It’s easy to feel overwhelmed when dealing with a pile of unpaid bills, especially if you’re unaware of which bills are most important. When you’re trying to manage a budget, organizing your bills is a priority. Taking the time to assess your bills reduces stress and helps you feel empowered to take control over your everyday finances, resulting in more savings.
- Keep your pending bills together, in one designated area. As soon as your mail arrives, or at your designated mail sorting time, sort through the mail, separating your bills from all of your other mail. When done sorting, immediately place your bills in one place—an envelope, pocket folder, or “bills basket.” If you receive your bills electronically, consider printing them out so you can organize them. You can also create a folder on your computer where you keep all your bill statements.

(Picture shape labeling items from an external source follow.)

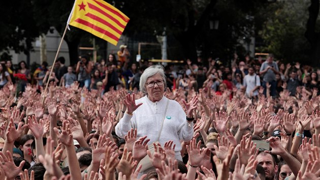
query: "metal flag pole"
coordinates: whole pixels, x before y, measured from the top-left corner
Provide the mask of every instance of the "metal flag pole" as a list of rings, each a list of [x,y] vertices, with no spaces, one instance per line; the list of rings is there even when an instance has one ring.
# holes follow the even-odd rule
[[[61,48],[61,45],[62,45],[62,43],[63,41],[63,39],[65,38],[65,35],[66,35],[66,33],[67,32],[67,29],[68,29],[68,25],[67,24],[66,26],[66,28],[65,29],[65,32],[63,32],[63,34],[62,35],[62,37],[61,38],[61,41],[60,41],[60,44],[59,44],[59,46],[58,47],[58,50],[57,50],[57,53],[55,54],[54,61],[53,61],[53,64],[52,64],[52,66],[51,67],[51,70],[50,71],[50,74],[49,74],[49,77],[48,77],[48,80],[47,80],[47,84],[46,85],[46,88],[45,88],[43,97],[42,97],[42,100],[41,101],[41,105],[42,105],[42,107],[44,106],[44,102],[45,102],[45,100],[46,100],[46,96],[47,94],[47,91],[48,90],[48,85],[49,85],[49,81],[50,80],[50,77],[51,77],[51,74],[52,74],[53,67],[54,67],[54,64],[55,64],[55,62],[57,60],[57,58],[58,57],[58,55],[59,54],[59,51],[60,51],[60,49]]]

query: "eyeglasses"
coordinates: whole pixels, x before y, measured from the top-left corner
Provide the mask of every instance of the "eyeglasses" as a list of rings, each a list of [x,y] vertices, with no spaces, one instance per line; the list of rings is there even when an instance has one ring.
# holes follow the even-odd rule
[[[37,155],[33,156],[32,157],[34,159],[34,161],[37,162]]]
[[[148,87],[153,87],[154,86],[154,84],[156,84],[158,85],[158,86],[159,86],[161,85],[164,85],[164,81],[162,80],[159,80],[155,82],[154,82],[154,81],[149,82],[146,83],[146,84],[147,84],[147,85],[148,85]]]
[[[89,146],[91,147],[91,146],[92,145],[92,144],[91,143],[89,143]],[[93,143],[93,145],[94,146],[94,147],[97,147],[97,145],[98,145],[98,142],[94,142]]]
[[[290,176],[290,175],[291,175],[291,173],[292,172],[283,172],[280,173],[280,176],[281,176],[281,177],[282,178],[285,178],[287,176]]]

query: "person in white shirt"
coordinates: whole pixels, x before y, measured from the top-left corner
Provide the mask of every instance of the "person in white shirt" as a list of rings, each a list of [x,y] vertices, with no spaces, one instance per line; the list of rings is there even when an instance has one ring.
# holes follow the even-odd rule
[[[147,136],[150,140],[148,143],[150,144],[158,138],[164,117],[158,142],[163,146],[165,142],[173,140],[176,144],[176,159],[182,161],[180,140],[189,140],[193,138],[194,119],[193,112],[197,107],[198,98],[195,96],[188,103],[184,102],[186,116],[182,107],[177,101],[169,100],[164,96],[166,79],[164,68],[161,65],[152,66],[143,72],[140,79],[140,89],[146,96],[136,100],[134,94],[126,96],[124,101],[126,111],[117,124],[115,131],[117,135],[124,138],[131,128],[136,128],[137,139]]]
[[[258,88],[260,86],[260,77],[254,73],[253,68],[249,67],[248,73],[243,78],[243,86],[246,87],[245,94],[249,98],[259,95]]]

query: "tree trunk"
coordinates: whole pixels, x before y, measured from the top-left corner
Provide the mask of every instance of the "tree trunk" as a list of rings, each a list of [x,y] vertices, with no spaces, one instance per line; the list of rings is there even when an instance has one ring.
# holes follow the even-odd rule
[[[311,0],[311,3],[304,36],[311,45],[310,62],[313,65],[318,66],[320,62],[320,35],[315,32],[315,23],[319,14],[319,0]]]
[[[175,36],[177,40],[181,44],[184,57],[188,58],[194,63],[197,62],[198,55],[197,54],[197,45],[196,38],[199,32],[205,26],[205,22],[207,22],[209,15],[215,6],[217,0],[211,0],[206,9],[204,10],[200,17],[195,24],[195,10],[191,6],[187,13],[189,24],[187,30],[182,33]],[[192,2],[189,2],[190,5]]]

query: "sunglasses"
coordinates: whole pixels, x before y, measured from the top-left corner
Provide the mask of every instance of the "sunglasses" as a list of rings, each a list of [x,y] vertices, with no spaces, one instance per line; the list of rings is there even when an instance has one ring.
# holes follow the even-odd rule
[[[291,173],[292,172],[289,172],[289,173],[286,173],[286,172],[281,172],[280,173],[280,176],[281,176],[281,177],[282,178],[285,178],[287,176],[290,176],[290,175],[291,175]]]

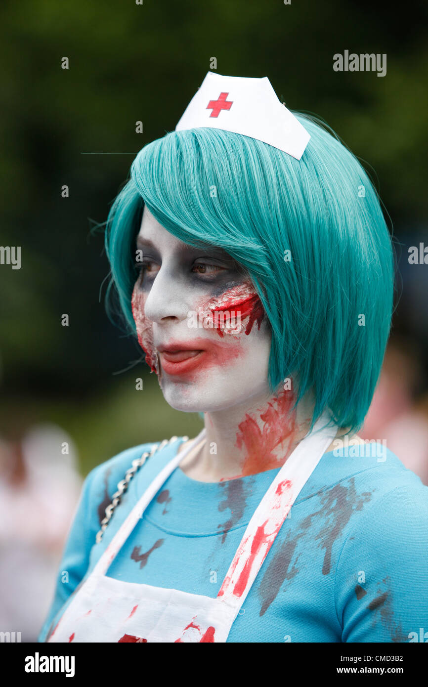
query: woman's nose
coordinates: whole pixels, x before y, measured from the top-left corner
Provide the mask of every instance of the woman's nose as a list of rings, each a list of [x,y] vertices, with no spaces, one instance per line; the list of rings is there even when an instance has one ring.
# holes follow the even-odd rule
[[[166,318],[185,319],[189,312],[189,286],[163,263],[152,282],[146,300],[144,313],[153,322]]]

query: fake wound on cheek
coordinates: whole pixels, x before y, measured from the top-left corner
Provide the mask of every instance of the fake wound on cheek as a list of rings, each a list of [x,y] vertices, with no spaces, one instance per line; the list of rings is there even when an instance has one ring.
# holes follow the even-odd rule
[[[215,329],[221,337],[243,331],[248,335],[255,322],[260,328],[264,316],[263,306],[257,293],[249,282],[244,282],[205,301],[198,308],[197,326]]]
[[[134,286],[131,299],[133,317],[137,329],[138,343],[146,353],[146,362],[152,372],[156,370],[156,352],[153,342],[153,329],[152,322],[144,315],[146,305],[146,294],[136,284]]]

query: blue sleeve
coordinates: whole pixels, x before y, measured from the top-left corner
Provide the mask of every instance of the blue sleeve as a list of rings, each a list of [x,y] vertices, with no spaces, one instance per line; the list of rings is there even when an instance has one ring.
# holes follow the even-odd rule
[[[425,641],[427,554],[428,487],[422,483],[398,486],[363,511],[336,568],[342,642]]]
[[[74,519],[69,531],[63,558],[56,577],[53,601],[38,635],[38,642],[45,642],[53,621],[71,594],[82,581],[88,569],[89,554],[95,543],[100,521],[96,508],[91,508],[94,477],[102,466],[98,466],[86,477]]]
[[[60,611],[88,570],[91,550],[100,528],[100,523],[117,490],[117,483],[124,479],[132,461],[151,445],[142,444],[126,449],[98,465],[87,476],[59,565],[54,599],[38,637],[38,642],[46,641],[51,626],[53,629]]]

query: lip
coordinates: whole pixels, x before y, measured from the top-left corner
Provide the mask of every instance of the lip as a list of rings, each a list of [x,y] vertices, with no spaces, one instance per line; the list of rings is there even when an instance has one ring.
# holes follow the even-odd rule
[[[167,374],[183,374],[199,366],[206,355],[206,349],[201,348],[199,342],[180,343],[171,341],[157,346],[161,365]]]
[[[181,349],[176,351],[159,351],[162,370],[167,374],[183,374],[197,368],[201,359],[206,354],[205,350]]]

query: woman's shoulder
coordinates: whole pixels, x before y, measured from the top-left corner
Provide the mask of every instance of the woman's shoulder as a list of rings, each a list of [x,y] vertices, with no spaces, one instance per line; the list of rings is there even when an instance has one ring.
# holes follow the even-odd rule
[[[135,461],[141,458],[144,453],[149,455],[154,449],[157,450],[153,453],[156,458],[156,463],[160,465],[164,458],[168,458],[171,452],[177,450],[177,444],[183,441],[183,437],[172,437],[164,442],[155,441],[144,444],[138,444],[130,448],[125,449],[115,455],[100,463],[87,475],[84,489],[88,492],[89,499],[100,498],[102,495],[103,499],[100,503],[99,510],[104,511],[111,501],[111,497],[116,491],[118,483],[124,480],[126,472],[133,467]],[[159,449],[160,445],[165,445]],[[139,468],[144,470],[145,464]],[[109,502],[106,503],[107,500]],[[105,503],[105,506],[104,505]]]

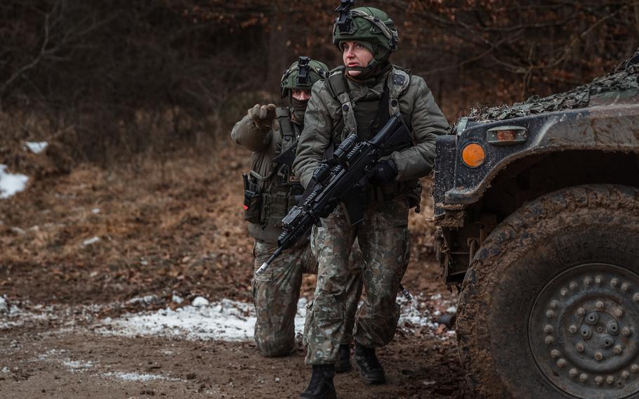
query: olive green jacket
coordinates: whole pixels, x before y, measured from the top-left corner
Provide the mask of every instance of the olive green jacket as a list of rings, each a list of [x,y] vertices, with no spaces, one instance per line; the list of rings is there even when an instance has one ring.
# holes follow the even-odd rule
[[[365,84],[348,81],[351,100],[355,104],[365,97],[381,97],[385,79],[373,87]],[[304,130],[299,143],[293,170],[306,187],[324,150],[329,145],[338,145],[341,141],[341,105],[327,87],[327,81],[317,81],[312,88],[304,119]],[[390,158],[397,167],[397,181],[409,181],[423,177],[430,172],[435,162],[435,140],[437,135],[444,134],[448,122],[435,102],[433,93],[423,79],[411,76],[408,87],[398,97],[400,110],[412,131],[414,145],[395,151]]]

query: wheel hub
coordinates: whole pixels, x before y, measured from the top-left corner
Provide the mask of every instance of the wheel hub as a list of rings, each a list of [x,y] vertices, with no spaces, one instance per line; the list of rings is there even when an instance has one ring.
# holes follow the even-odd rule
[[[553,278],[533,306],[530,349],[559,390],[621,399],[639,391],[639,275],[590,263]]]

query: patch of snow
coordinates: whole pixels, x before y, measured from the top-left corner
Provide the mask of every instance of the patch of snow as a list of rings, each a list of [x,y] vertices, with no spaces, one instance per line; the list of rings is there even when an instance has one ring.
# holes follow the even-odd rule
[[[9,305],[6,302],[6,296],[0,296],[0,313],[9,313]]]
[[[198,296],[195,299],[193,299],[193,301],[191,303],[191,305],[195,306],[196,308],[202,308],[204,306],[208,306],[209,300],[203,296]]]
[[[103,320],[95,332],[103,335],[123,336],[160,336],[181,337],[190,340],[216,339],[250,341],[255,328],[255,308],[252,303],[223,299],[206,303],[197,297],[193,305],[173,310],[169,308],[154,313],[143,312],[126,315],[113,320]],[[404,302],[399,325],[404,329],[426,327],[436,330],[437,322],[421,306],[423,297]],[[195,306],[198,304],[198,306]],[[306,317],[306,299],[300,299],[295,316],[295,331],[302,334]]]
[[[402,303],[400,321],[397,323],[399,328],[402,329],[413,329],[416,327],[426,327],[433,330],[437,329],[439,323],[433,322],[432,315],[424,304],[423,297],[414,296],[410,301],[404,301]]]
[[[157,375],[157,374],[138,374],[138,373],[125,373],[122,372],[106,372],[102,373],[100,374],[102,377],[105,378],[113,378],[117,379],[121,379],[126,381],[157,381],[157,380],[169,380],[169,381],[179,381],[176,379],[169,379],[164,376]]]
[[[24,229],[22,229],[19,227],[15,227],[15,226],[13,226],[11,228],[11,231],[13,231],[15,234],[19,234],[20,235],[24,235],[27,234],[27,232],[25,231]]]
[[[93,367],[92,362],[84,362],[83,360],[62,360],[62,364],[69,371],[71,372],[84,372]]]
[[[91,245],[91,244],[95,244],[100,241],[99,237],[93,237],[91,238],[88,238],[82,242],[82,247],[86,247],[87,245]]]
[[[39,154],[46,149],[48,143],[46,141],[27,141],[25,143],[25,148],[34,154]]]
[[[0,164],[0,198],[8,198],[25,189],[29,178],[20,174],[6,171],[6,165]]]

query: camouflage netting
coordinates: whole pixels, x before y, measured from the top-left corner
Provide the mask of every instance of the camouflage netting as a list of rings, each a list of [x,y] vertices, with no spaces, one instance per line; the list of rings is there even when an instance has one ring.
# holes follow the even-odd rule
[[[588,105],[591,96],[608,91],[639,90],[639,51],[621,63],[615,70],[592,82],[576,89],[540,98],[533,96],[523,103],[513,105],[497,105],[474,108],[468,117],[477,122],[494,122],[510,119],[542,112],[581,108]],[[456,131],[456,124],[451,126],[449,133]]]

- Mark your bill due dates on a calendar. Once you receive a bill either by mail or email, write your bill-pay deadlines on your calendar. You can also add the dates to your e-calendar on your smartphone or computer. Take advantage of extra features, such as automatic reminders, if you’re using an e-calendar.
- Designate regular days per month to pay your bills. It’s not usually necessary to pay your bills the moment you receive them. Designate a regular, recurring day to pay all your bills each month.
- Pay your bills in one place, and keep all of your bill-paying supplies together. In order to speed up your bill paying efforts, always pay your bills in one place, whether your desk, the kitchen table, etc. Wherever it is, equip this area with your bills, checkbook, envelopes, stamps, pens, pencils, a calculator, tape, stapler, and return address labels. If you pay your bills online, organize all the links you need to pay your bills in one folder.
- Condense your credit cards. Simplify your debt by getting rid of extra credit cards you don’t need. Try to eliminate all but one or two credit cards, for emergency use.